ヒアルロン酸膣縮小治療におけるリスクとは
よくある軽度な副作用
- 軽い腫れ: 注入部位周辺に軽度の腫れやむくみ。1~3日程度で治まる。
- 内出血: 針によって毛細血管が傷つくことで発生。冷却で早期改善が見込める。
- 圧迫感・違和感: 注入部の構造変化に伴う異物感。時間経過で馴染む。
- 軽度の痛み: 針刺激や腫れによる一時的な痛み。長引く場合はクリニックに相談。
稀だが注意すべきリスク
- 感染症: 衛生面の不備や免疫低下により発生。清潔な環境と体調管理が重要。
- アレルギー反応: 稀にヒアルロン酸に対してアレルギーが出ることも。心配なら事前検査を。
- 誤注入: 層や血管への誤注入による壊死・しこりのリスク。経験豊富な医師を選ぶこと。
- しこり・しゅう瘤: 製剤が偏ることによって発生。改善しない場合は追加施術が必要。
- 溶解処置が必要になることも: 違和感が強い場合にはヒアルロニダーゼによる溶解が必要。
リスクを最小限に抑えるためのポイント
信頼できるクリニックを選ぶ
- 経験豊富な医師: 婦人科形成や美容外科の実績豊富な医師が在籍しているか確認。
- 膣専用ヒアルロン酸の使用: 顔用ではなく、膣専用製剤を使用しているか確認。
- 衛生・感染対策: 無菌環境やディスポーザブル器具の使用状況を確認。
- 丁寧なカウンセリング: 医師が直接説明し、誠実な対応をしてくれるか確認。
施術前に確認しておくべきこと
- 製剤の種類: 架橋型と非架橋型の違い、厚労省承認製剤かどうかを確認。
- 注入量・注入層: 希望する仕上がりに対して妥当な量・層か確認。
- 施術方法: 使用器具や麻酔の種類、流れを事前に確認。
- 術後の生活制限: 入浴・性交渉・運動などの制限内容を把握。
施術後に気をつけること
- ダウンタイム中は無理をしない: 清潔保持と刺激回避、通気性の良い下着を着用。
- 腫れや痛みが長引いたら相談: 1週間以上続く場合は感染症の可能性も。
- 再注入・溶解処置の可能性: 状況に応じて再施術や溶解剤対応が必要なことも。
医療事故や誤注入を防ぐには
膣構造の理解と注入技術
膣の血管や粘膜の構造を理解したうえで、安全な位置と深さに注入を行うことが重要です。婦人科形成に対応する専門クリニックを選びましょう。
専門性が求められる理由
ヒアルロン酸注入は皮膚科や整形外科でも行われますが、膣壁への注入は非常に特殊です。理想の仕上がりを実現するためには、膣の構造を熟知した医師による施術が欠かせません。
まとめ
ヒアルロン酸膣縮小治療は、適切に行われる限りは比較的安全性の高い施術です。即効性がある上、副作用は軽度でダウンタイムは短期であることも一般的です。

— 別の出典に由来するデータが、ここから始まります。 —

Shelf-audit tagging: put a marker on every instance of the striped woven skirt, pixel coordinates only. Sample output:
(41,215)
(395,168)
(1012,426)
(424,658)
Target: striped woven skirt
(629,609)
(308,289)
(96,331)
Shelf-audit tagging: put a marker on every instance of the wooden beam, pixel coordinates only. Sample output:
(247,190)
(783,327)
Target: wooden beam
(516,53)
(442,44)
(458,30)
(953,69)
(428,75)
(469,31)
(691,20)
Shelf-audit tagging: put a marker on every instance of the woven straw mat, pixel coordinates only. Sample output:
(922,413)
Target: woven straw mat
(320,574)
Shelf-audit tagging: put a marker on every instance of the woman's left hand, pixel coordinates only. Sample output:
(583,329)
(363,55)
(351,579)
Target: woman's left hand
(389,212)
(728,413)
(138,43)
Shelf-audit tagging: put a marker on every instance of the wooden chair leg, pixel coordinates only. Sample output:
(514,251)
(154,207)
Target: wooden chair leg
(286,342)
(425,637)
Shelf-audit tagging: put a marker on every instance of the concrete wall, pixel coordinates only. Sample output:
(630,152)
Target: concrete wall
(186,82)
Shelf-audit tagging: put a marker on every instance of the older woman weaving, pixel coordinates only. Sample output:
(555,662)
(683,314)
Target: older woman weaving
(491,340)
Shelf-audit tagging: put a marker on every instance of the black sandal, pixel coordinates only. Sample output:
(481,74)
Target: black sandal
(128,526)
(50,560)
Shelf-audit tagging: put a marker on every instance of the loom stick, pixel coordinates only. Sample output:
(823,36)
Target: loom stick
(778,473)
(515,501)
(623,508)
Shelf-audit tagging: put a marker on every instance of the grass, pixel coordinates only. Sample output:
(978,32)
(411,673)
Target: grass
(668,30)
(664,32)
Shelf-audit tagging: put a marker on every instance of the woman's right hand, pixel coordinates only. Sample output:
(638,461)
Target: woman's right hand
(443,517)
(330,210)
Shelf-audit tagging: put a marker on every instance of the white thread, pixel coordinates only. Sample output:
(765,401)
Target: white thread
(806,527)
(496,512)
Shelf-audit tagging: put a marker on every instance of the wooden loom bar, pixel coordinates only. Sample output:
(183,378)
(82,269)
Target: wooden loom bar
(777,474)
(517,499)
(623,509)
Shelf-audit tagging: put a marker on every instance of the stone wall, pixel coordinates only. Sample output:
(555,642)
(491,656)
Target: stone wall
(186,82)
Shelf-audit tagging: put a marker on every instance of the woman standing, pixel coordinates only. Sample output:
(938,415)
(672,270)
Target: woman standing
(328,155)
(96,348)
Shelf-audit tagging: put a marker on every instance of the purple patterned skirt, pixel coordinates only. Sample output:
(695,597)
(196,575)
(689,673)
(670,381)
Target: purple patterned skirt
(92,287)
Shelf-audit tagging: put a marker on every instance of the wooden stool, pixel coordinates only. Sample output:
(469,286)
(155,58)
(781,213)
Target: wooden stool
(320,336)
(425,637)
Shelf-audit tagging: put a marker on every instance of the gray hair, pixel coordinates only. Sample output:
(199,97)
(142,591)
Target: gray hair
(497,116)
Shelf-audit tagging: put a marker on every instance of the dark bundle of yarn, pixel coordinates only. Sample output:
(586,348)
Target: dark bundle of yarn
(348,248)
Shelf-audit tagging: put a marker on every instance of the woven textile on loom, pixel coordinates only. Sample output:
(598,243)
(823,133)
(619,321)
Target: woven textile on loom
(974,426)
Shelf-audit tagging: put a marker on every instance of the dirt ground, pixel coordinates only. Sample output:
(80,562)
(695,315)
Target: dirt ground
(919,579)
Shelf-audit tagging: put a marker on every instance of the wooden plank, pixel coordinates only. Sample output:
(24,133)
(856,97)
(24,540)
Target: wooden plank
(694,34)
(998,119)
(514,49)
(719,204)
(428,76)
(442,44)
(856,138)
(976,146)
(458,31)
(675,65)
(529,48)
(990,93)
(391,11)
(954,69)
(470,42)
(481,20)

ただし、製剤の注入技術や衛生管理が不十分なクリニックで施術を受けると、思わぬトラブルが生じかねないことも理解しておくべきでしょう。
トラブルを避けて満足できる仕上がりを得るためには、「クリニック選び」と「施術前の確認事項」が特に大事。複数のクリニックでカウンセリングを受け、自分で十分に納得できるクリニックを見つけて施術を受けるようにしましょう。